After collecting data on 14,000 NASD and NYSE arbitrations that occurred between January 1995 and December 2004, O’Neal and Solin found that investors recovered just 22 cents on the dollar in 2004, which was down from 38 cents in 1998. The win rate for investors in arbitration dropped from a high of 59% in 1999 to 44% in 2004, and investors fared particularly poorly in cases against large brokerage firms. The study says that “claimants in arbitrations against top 20 brokerage firms face an expected recovery percentage that is approximately 28% in claims under $10,000, and the expected recovery percentage plunges to approximately 12% in claims over $250,000.”
During a conference call with reporters in mid-June announcing the release of the study and its findings, Solin said the study “paints an alarming picture of a steadily worsening situation for investors who have no alternative to securities arbitration administered by the very industry that they are suing.” While there may be “innocent explanations for the fact that the chances of an investor recovering significant damages from a major brokerage firm are statistically small in mandatory arbitration,” he continued, “our data clearly indicates a decline in both the overall ‘win’ rate and the expected recovery percentage against major brokerage firms, at a time when the misconduct of these firms reached its apex with the analyst fraud scandal.”
But critics of O’Neal and Solin’s study, like Terry Weiss, head of the broker/dealer practice of Sutherland Asbill & Brennan in Atlanta, say the study lacks credibility because it wasn’t commissioned by a regulator or other government agency, and because Solin “is a lawyer who represents investors and [O'Neal] is a professor who is regularly paid as an expert to testify on behalf of investors in these cases.” Thus, says Weiss–who is also an arbitrator for the NASD, NYSE, and National Futures Association–this study “should be viewed as an advocacy piece representing only one side of the coin.”
Weiss argues that fairness of arbitration “cannot be determined by whether one side wins or not, just like whether an investment is appropriate can’t be determined by whether the investor made money or not.” All forms of dispute resolution, he says, “(court and arbitration) have risks, costs (time and money), and potential rewards. As an example, you can take the same case with identical facts and take it to trial multiple times with different juries and judges and get remarkably different results. That is part of the risk of the process, but that does not make it unfair.”
There’s also the survivorship bias issue.

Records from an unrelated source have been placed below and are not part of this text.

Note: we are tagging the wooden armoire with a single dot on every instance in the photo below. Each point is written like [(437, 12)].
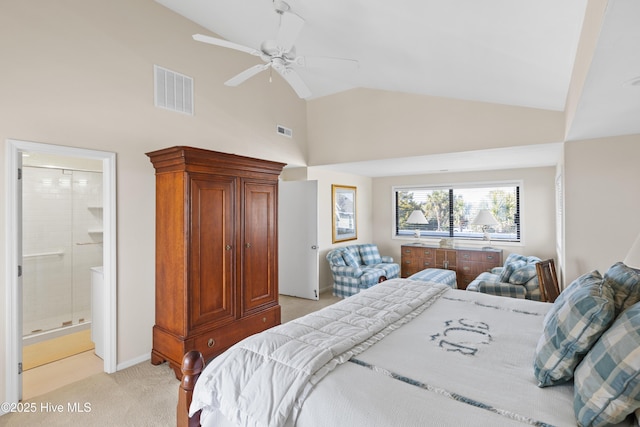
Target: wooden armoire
[(216, 251)]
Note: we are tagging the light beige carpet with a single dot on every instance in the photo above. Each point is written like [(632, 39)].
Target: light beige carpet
[(142, 395)]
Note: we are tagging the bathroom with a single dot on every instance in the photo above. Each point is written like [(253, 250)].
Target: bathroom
[(62, 251)]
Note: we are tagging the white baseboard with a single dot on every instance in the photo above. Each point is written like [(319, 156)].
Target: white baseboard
[(129, 363)]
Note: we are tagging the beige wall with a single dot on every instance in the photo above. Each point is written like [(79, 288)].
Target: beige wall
[(80, 73), (537, 209), (388, 125), (602, 207)]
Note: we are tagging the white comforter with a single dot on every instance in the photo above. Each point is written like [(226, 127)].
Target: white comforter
[(262, 380), (402, 353)]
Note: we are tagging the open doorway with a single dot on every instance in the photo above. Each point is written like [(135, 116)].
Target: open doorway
[(76, 289)]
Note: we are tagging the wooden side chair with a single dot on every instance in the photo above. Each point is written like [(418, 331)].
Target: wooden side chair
[(547, 280)]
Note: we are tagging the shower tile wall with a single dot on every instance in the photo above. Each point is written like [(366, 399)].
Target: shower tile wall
[(62, 240)]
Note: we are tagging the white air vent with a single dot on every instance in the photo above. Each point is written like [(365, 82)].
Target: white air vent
[(173, 91), (284, 131)]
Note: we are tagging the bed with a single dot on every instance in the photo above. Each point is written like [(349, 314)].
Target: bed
[(403, 352)]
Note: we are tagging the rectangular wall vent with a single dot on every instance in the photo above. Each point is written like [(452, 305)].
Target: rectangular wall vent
[(284, 131), (173, 91)]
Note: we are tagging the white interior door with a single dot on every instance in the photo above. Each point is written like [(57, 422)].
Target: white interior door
[(298, 239), (18, 306)]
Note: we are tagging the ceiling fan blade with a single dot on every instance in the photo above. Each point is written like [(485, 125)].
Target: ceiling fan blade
[(246, 74), (326, 62), (225, 43), (294, 81), (290, 27)]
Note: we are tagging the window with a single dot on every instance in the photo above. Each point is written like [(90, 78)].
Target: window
[(450, 211)]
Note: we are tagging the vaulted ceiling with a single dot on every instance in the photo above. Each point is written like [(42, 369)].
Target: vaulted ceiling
[(515, 53)]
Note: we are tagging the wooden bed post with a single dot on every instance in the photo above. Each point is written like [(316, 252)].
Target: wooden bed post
[(192, 365)]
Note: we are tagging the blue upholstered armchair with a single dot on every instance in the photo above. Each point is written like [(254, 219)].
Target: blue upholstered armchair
[(358, 267), (517, 278)]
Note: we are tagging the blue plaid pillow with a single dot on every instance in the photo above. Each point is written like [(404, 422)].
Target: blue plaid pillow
[(350, 259), (607, 382), (625, 282), (336, 259), (578, 317), (523, 274), (509, 268), (370, 254)]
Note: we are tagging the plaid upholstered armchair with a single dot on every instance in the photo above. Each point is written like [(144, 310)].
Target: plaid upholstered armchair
[(358, 267), (517, 278)]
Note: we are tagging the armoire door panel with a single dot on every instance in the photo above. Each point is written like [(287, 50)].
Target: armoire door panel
[(259, 276), (211, 251)]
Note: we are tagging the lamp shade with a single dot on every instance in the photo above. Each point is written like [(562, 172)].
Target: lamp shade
[(484, 217), (417, 217), (633, 256)]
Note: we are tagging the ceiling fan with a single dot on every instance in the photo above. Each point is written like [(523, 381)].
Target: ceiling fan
[(280, 54)]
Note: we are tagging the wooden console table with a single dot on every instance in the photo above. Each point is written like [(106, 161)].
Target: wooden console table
[(468, 263)]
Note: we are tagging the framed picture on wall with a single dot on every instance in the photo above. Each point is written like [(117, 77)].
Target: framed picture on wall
[(343, 201)]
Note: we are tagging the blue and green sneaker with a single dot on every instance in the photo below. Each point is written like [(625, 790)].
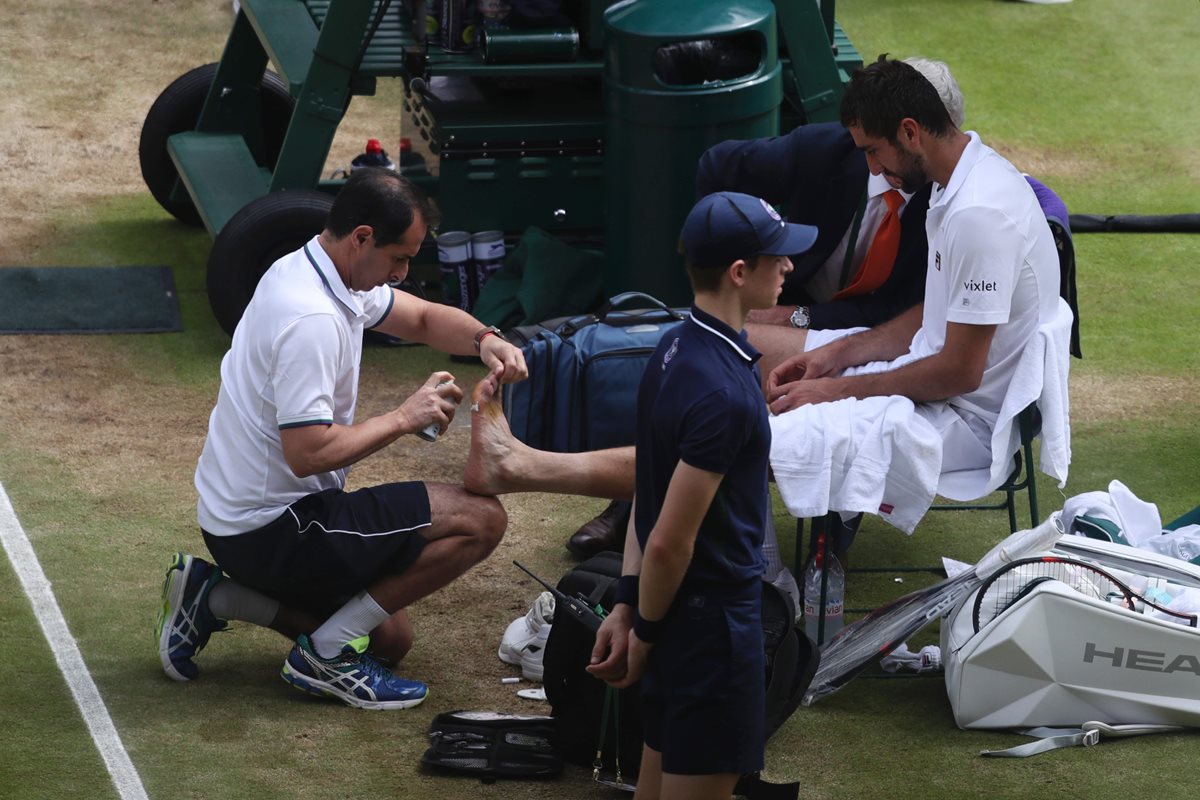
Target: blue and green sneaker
[(185, 621), (352, 677)]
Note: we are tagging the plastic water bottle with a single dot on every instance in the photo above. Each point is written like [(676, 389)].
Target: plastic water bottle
[(835, 593), (373, 156)]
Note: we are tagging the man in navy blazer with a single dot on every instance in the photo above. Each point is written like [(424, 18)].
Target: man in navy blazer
[(820, 179)]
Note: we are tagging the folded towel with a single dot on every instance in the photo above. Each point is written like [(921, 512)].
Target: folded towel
[(1041, 377), (875, 456)]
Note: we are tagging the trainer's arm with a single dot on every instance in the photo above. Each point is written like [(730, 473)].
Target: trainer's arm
[(316, 449), (611, 648), (667, 553), (451, 330)]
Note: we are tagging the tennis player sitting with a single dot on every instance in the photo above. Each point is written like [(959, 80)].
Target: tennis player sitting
[(687, 620)]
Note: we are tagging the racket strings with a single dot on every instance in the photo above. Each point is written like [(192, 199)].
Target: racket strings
[(1021, 577)]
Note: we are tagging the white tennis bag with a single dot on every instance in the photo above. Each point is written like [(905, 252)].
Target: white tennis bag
[(1061, 656)]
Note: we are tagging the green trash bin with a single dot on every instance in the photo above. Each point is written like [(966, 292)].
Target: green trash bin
[(679, 77)]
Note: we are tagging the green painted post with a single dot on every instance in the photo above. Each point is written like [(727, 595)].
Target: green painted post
[(679, 77)]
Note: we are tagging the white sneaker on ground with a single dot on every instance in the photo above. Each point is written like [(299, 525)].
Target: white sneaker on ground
[(526, 631), (532, 656)]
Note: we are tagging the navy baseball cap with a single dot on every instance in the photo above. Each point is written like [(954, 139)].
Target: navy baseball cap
[(726, 226)]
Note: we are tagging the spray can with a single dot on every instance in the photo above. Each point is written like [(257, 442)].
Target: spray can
[(430, 433)]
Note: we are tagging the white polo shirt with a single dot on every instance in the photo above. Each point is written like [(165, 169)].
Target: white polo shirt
[(991, 262), (294, 361)]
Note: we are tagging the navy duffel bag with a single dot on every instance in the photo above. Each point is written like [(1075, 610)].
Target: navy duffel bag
[(585, 372)]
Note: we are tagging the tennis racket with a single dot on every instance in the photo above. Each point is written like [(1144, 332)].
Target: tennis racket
[(882, 631), (1015, 581)]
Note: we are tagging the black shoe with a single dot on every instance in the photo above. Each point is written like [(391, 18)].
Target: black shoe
[(605, 531)]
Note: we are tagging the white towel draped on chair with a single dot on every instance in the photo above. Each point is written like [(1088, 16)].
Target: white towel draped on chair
[(882, 456), (876, 455), (1041, 376)]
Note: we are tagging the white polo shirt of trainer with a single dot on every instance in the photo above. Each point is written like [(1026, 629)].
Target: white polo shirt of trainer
[(828, 281), (991, 262), (293, 361)]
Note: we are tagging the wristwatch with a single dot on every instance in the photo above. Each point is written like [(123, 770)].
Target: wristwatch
[(491, 330)]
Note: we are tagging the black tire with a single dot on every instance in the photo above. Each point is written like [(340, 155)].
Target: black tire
[(253, 239), (178, 109)]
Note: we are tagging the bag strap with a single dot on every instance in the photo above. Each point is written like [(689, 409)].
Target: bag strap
[(1089, 735)]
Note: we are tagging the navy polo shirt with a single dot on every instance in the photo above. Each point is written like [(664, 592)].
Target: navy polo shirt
[(700, 402)]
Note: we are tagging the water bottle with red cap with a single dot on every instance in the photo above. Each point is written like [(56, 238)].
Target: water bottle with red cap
[(375, 156)]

O’Neal and Solin’s study “necessarily will exclude cases that were settled–i.e., cases that the respondent broker/dealer might have felt had merit and that money should be paid to resolve them,” Weiss says. “If so, the cases that remain are those that the broker/dealers feel they have a better chance of winning. The results of O’Neal’s study probably support that conclusion and, at least in part, underscore why the win rate has dropped for investors.” Weiss adds, too, that the Supreme Court has ruled that the mandatory arbitration system, as overseen by the SEC, is fair.